Sunday, September 5, 2010

not too bad

Last Monday was the day before my period. Normally, I cry and feel suicidal. That didn't happen at all...phentermine effect? Because I didn't get ready for a huge work project, I ended up cramming on Monday night and being ready to go on Tuesday. By Tuesday, I started my period, but was too busy at work to notice. I barely ate at all and wasn't hungry either. I didn't lose, however, which is a complete let down, but at least I didn't gain on account of my period. By Friday, my project was complete and I wanted to eat out so badly...I was craving chips and salsa and cheese dip. A co-worker went with me...I had chips, cheese sauce, salsa, & borato (avocado, fried onions, fried jalapenos and fresh tomatoes). We got back to the office and my boss slices a gorgeous bakery-made double layer strawberry cake with cream cheese icing. I had a small slice and immediately felt regret.

Panic started to set in. I had done so well and then went and blew it. I got a plastic food container out of the kitchen and took it back to my office. I locked my door and filled it completely up. I got interrupted and had to stop and take care of an on-call matter. Once it was finished, I went back in my office, locked the door again and threw up until I couldn't anymore. It was so relieving. I've never purged at the office before (that I can remember). I took my trash can liner, wrapped it up and threw it away in the large trash can in the kitchen. I made sure there was enough trash on top that no one would notice.

My friend C. asked me to go to a wine tour on Saturday. I hesitantly agreed...I knew I needed to get out, but I really would've preferred to stay in bed all day (pretty much what I've done today). I mustered up the strength to go and enjoyed myself. I took small sips of wine...in total, I probably had 3/4th of a normal glass of wine. I ordered a salad with balsamic vinaigrette dressing and restrained from eating the candied pecans on it. I've allowed myself to eat cheese, but had a hard time resisting the delicious buttered, flavored crackers...I think I had 3.

All in all...I did extremely well for a road trip - never ate any fast food and kept my calories under 900. I took 4 laxatives before going to bed and woke up this morning getting rid of a lot of "junk" that has kept me constipated for the past week.

While we were on our road trip, I struggled over not being the driver and having control. There were so many times I wanted to stop and shoot and C. never said a word. I saw some beautiful tree covered hills...I'd forgot what it was like to take a road trip and be surrounded by beautiful scenery. It's funny how you're able to forget what life feels like when it hurts so badly to live it. I can't say that I truly had fun and appreciated what I saw. I didn't have an epiphany, like, "This is what I've been missing out on...how could I have wasted so much of my life?" I think I'm over that stage. I've wasted most of my life. Now, I'm just trying to figure out how to get by without wishing it would hurry up and be over... And the only way I want to do it, is with a thin body... So I guess before I can let myself get on with living, I'm going to have to starve my ass off literally.

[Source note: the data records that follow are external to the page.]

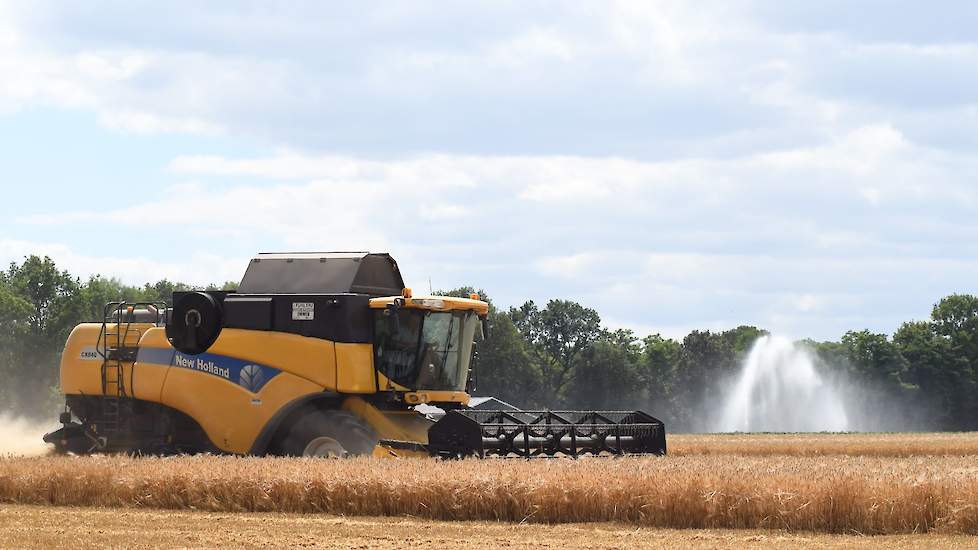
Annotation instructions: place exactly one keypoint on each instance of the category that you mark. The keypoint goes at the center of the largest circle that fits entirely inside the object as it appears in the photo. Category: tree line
(923, 377)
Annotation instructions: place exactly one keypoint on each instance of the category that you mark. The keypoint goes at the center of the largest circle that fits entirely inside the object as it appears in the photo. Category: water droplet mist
(780, 390)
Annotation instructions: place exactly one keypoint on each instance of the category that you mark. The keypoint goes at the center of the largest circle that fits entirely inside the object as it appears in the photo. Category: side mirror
(393, 320)
(470, 384)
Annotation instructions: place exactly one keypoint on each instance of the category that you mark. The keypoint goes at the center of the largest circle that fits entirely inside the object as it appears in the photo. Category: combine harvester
(318, 354)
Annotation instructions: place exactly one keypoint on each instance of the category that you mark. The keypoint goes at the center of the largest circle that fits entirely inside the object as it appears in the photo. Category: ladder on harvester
(118, 346)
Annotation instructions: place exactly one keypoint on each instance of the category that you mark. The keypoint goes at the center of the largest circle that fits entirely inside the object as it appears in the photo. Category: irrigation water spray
(780, 390)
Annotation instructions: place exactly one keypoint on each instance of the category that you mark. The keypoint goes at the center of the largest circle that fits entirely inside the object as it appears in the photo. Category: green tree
(557, 336)
(607, 375)
(657, 372)
(955, 321)
(42, 304)
(504, 369)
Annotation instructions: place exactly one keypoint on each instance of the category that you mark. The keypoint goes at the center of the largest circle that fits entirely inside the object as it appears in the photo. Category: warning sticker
(303, 311)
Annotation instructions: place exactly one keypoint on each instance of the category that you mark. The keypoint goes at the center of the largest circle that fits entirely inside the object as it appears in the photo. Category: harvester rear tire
(354, 436)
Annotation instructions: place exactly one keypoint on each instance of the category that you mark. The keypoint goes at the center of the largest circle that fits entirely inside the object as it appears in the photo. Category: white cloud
(198, 268)
(672, 165)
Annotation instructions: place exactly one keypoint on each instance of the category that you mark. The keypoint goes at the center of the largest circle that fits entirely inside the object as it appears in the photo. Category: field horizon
(867, 484)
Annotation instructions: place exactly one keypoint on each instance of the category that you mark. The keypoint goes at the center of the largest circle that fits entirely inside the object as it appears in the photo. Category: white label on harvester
(303, 311)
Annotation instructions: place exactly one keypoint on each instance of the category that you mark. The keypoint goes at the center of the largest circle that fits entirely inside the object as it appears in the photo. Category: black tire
(355, 436)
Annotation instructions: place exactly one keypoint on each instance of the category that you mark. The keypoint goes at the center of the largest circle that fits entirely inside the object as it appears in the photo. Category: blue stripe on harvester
(248, 375)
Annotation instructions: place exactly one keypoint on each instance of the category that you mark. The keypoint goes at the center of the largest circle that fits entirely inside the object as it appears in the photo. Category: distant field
(908, 484)
(96, 528)
(882, 445)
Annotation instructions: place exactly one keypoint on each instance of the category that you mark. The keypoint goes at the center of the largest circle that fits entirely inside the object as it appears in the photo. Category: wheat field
(820, 444)
(26, 527)
(830, 493)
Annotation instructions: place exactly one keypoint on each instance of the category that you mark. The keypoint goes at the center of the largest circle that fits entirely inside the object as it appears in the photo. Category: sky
(804, 167)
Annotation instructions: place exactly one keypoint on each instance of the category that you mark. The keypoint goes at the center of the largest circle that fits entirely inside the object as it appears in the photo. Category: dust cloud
(22, 437)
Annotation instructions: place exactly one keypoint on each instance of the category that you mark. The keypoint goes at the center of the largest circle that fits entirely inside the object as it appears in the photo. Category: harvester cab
(314, 354)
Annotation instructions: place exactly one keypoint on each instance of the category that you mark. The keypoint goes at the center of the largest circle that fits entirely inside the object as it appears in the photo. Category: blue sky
(804, 167)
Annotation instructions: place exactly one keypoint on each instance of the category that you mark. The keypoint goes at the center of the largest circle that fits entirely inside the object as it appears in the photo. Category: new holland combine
(315, 354)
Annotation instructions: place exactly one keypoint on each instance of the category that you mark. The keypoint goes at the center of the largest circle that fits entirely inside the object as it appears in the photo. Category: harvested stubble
(820, 444)
(826, 494)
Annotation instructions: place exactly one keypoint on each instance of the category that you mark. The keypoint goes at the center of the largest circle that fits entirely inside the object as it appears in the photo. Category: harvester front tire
(329, 433)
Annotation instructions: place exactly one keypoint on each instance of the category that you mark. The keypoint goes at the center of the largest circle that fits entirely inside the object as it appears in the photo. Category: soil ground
(67, 527)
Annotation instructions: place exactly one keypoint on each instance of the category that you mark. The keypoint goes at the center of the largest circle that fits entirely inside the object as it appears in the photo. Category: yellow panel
(231, 416)
(81, 365)
(355, 368)
(146, 380)
(154, 337)
(310, 358)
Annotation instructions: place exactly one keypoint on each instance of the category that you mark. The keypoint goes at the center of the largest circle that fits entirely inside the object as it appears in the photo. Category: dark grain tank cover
(322, 273)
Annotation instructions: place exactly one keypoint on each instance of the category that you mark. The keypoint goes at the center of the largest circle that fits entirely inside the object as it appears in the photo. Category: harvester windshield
(425, 350)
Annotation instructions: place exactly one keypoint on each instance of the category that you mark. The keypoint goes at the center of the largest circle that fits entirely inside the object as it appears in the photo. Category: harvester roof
(375, 274)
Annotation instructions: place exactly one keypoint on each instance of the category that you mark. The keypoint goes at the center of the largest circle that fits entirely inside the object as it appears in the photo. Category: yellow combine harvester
(315, 354)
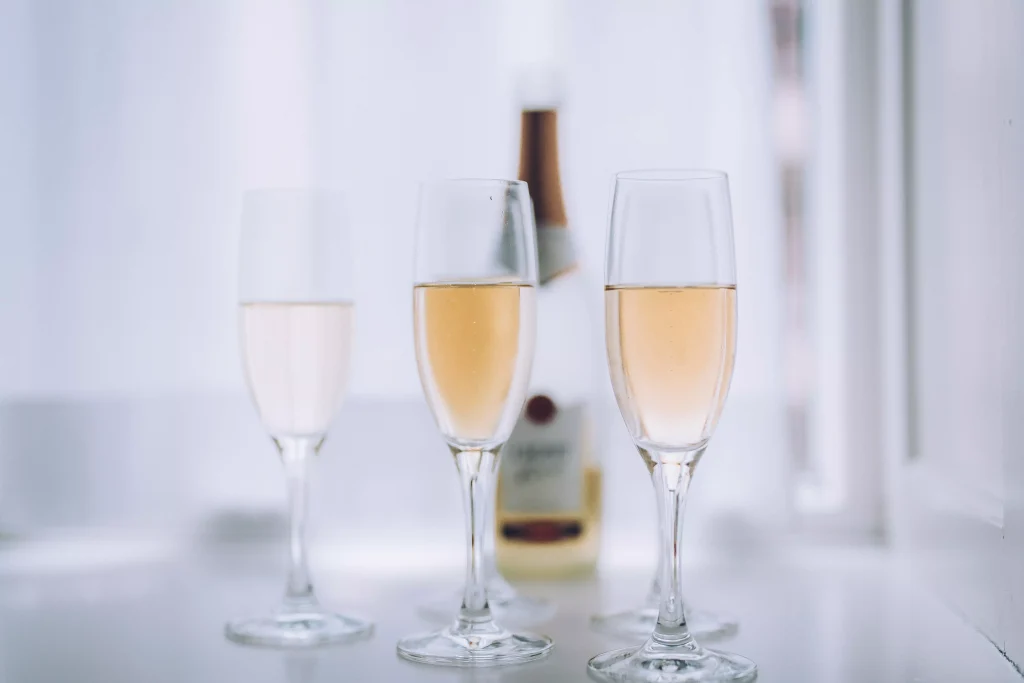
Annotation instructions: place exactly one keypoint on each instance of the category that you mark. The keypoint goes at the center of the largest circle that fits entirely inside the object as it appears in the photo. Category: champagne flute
(296, 313)
(474, 326)
(670, 323)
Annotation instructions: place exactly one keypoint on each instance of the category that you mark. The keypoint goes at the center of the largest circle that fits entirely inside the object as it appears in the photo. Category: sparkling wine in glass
(671, 329)
(295, 322)
(474, 325)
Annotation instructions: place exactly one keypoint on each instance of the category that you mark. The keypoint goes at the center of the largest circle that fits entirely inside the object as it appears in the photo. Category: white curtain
(128, 131)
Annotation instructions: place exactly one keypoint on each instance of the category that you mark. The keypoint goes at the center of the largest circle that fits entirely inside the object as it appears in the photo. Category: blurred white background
(876, 155)
(134, 129)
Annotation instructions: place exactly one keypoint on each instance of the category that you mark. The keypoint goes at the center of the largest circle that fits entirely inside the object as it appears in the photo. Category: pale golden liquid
(473, 346)
(671, 355)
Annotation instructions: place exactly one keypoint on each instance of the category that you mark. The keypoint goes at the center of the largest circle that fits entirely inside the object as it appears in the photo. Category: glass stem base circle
(305, 628)
(653, 663)
(467, 644)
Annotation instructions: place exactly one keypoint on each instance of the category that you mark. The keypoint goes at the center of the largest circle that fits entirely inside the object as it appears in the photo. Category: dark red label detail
(542, 531)
(541, 410)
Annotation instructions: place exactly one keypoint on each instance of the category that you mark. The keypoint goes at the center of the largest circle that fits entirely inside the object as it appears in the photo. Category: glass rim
(508, 182)
(672, 174)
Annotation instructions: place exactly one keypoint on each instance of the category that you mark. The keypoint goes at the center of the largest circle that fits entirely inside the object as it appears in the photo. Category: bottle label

Things with Mom are getting better, but there's still a lot of anger hidden under the softening exterior of our relationship. A lot of what I'm doing is faking being interested in what she has to say. I texted her every time we were headed to another town and felt fucking ridiculous doing it. I'm 3& g-damn years old. The entire drive home I worried that she would act like a hateful bitch because I'd been gone all day and left her with the animals. She was fine when I got home. She's unpredictable. It's hard. I have so much pent up resentment. I really do think the phentermine is helping though - more so with my depression than my weight loss. Am I someone who's missing neurotransmitters and needs a stimulant to feel normal?

I did terribly today and it was partly b/c I didn't keep myself busy. When all I do is sit in bed, watch TV and fool around on the Internet, all I can think of is food. I had photos to edit, but I haven't been able to even upload them to my laptop. I just don't have the drive and interest in photography that I use to have. That makes me sad, because it use to be so challenging and fulfilling.

I'm still at 185. I really, really, really want to lose another 5lbs this coming week. That's going to be my goal. I've got to stay under 600 calories this week and workout at least 4 times.